Monday 1st July 1918
Orders came today that we were going to move and while handing in blankets, I was accosted by my old red nosed friend, who with a smile approached and asked how I had enjoyed my stay at Darmstadt. Not to be outdone I replied that it had all been very nice, only I saw that he had noticed my plight, being without boots etc, and drawing me to one side he asked if at any time during my tour of the front I had met any regiment of the Canadian Scottish. The truth was that I had not and said so rather indignantly and I could see that the swine did not believe me, however after that I saw no more of him and by 2pm we were aboard the train made up of about twenty cattle trucks and rolled away.

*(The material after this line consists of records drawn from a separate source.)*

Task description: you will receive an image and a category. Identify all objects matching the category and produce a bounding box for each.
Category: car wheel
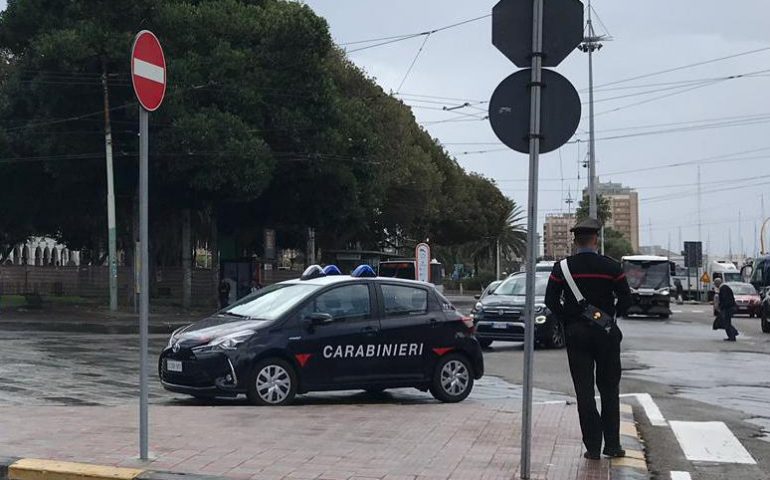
[761,308,770,333]
[430,353,473,403]
[546,320,567,348]
[247,358,297,406]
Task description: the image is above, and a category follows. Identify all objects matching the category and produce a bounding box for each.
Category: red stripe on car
[433,347,454,357]
[294,353,313,367]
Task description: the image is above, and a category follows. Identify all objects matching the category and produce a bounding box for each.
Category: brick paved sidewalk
[0,402,609,480]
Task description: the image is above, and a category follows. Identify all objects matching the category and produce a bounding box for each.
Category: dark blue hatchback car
[158,269,484,405]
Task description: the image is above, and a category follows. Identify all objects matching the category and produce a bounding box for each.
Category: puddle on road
[624,351,770,441]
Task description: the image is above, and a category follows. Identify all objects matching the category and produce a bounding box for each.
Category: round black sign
[489,69,582,153]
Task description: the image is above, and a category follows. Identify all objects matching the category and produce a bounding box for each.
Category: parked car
[464,272,565,348]
[158,266,484,405]
[474,280,503,300]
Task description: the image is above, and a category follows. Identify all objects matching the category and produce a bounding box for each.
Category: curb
[610,403,650,480]
[0,457,225,480]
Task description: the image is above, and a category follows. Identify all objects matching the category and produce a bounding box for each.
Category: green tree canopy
[0,0,512,261]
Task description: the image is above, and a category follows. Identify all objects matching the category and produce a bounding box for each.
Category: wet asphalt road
[0,306,770,480]
[485,305,770,480]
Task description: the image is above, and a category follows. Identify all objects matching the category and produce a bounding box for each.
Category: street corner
[610,403,650,480]
[0,457,224,480]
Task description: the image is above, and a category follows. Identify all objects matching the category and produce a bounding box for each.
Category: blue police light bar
[350,265,377,278]
[324,265,342,275]
[299,265,326,280]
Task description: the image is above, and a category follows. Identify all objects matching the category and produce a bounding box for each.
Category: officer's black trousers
[567,321,623,453]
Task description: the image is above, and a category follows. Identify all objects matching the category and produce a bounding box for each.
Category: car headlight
[166,325,187,348]
[192,330,255,353]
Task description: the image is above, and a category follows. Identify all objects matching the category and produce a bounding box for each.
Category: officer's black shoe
[604,447,626,458]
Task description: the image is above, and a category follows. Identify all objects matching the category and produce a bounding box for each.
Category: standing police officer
[545,218,631,460]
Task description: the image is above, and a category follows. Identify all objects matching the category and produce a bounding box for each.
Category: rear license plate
[166,360,182,372]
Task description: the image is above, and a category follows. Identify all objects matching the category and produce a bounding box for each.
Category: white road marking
[621,393,668,427]
[134,58,166,83]
[671,472,692,480]
[670,421,757,465]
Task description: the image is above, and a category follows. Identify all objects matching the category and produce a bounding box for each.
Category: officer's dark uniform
[545,219,631,458]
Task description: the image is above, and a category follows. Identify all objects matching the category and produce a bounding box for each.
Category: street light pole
[102,66,118,312]
[579,0,602,219]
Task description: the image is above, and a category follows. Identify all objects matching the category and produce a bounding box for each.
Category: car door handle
[361,327,377,336]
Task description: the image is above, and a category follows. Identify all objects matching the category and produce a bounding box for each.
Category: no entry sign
[131,30,166,112]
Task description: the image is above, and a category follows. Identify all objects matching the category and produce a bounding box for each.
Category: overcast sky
[306,0,770,257]
[0,0,770,255]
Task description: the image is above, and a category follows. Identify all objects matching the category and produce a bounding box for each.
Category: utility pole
[698,165,703,301]
[738,210,746,264]
[578,0,609,219]
[647,218,658,255]
[102,63,118,312]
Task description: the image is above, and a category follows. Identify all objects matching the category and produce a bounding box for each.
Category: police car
[158,265,484,405]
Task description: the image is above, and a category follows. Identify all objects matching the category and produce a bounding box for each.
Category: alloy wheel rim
[441,360,470,397]
[257,365,291,404]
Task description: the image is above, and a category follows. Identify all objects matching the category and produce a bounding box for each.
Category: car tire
[430,353,473,403]
[246,358,297,407]
[545,320,567,349]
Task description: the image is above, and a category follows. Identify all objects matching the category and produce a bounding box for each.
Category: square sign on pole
[684,242,703,268]
[489,0,583,479]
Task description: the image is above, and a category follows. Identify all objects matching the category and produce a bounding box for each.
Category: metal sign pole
[521,0,543,480]
[139,106,150,460]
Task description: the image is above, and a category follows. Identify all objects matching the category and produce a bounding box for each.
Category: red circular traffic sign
[131,30,166,112]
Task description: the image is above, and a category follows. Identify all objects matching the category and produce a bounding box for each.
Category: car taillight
[462,315,476,333]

The journey lasted 3 days and was not without it’s outstanding events. There were 35 men in one truck. The first day we travelled from 2pm until somewhere about 3:30am 2nd July before we got a meal at all, as after various stops for such as coal, water and perhaps a new engine driver. All we could do was look through the little opening in the top of the truck between iron bars. The place began to smell owing to so many men being in the confined space and no sanitary arrangements. There were neither blankets, or straw to lie upon and I fully expected someone to go mad before the journey was over.
It was a great relief to get outside that truck, although it was so early in the morning and bitterly cold, we gladly lined up in the canteen on the station for a meal consisting of something like macaroni. The amount seemed very small indeed to our starved insides, but the main thing about it was it was hot. As soon as we had eaten this we were driven back by our guards to the trucks and away again.
Daylight at last and on looking through the lattice, found that we were traveling along the Rhine valley, and a beautiful sight it was with the pine clad hills coming right down to the waters edge. Nearly all the hill tops were crowned with what appeared to be baronial castles standing out against the skyline and in the hollows nestled the beautiful hamlets or villages. However we still rolled on with the sweet smelling pine trees in our nostrils mingling with the stench of the truck.
About midday we came to a halt beside a small village, the children were just coming out of school. Seeing the train with prisoners aboard and being curious as all children will be, made a line straight for the train and getting as close as they could began to throw stones and making the motion of cutting out throats. Of course we were helpless and naturally annoyed that children so young should be taught to do such things, but there it was proving their utter hatred of the British. After about half an hour we puffed away once more and continued until 9pm before another halt was called, this time at a station, fairly large with a canteen on the platform, another meal similar to the last, then once more aboard and away again, still keeping along the Rhine Valley.
Wednesday 3rd July 1918
At about 10am this morning we arrived at a small station called Lamsdorf where we were finally doomed to settle for the duration of the war. After the usual formalities had been gone through, we moved off in the direction of the camp, which proved to be a very big one indeed.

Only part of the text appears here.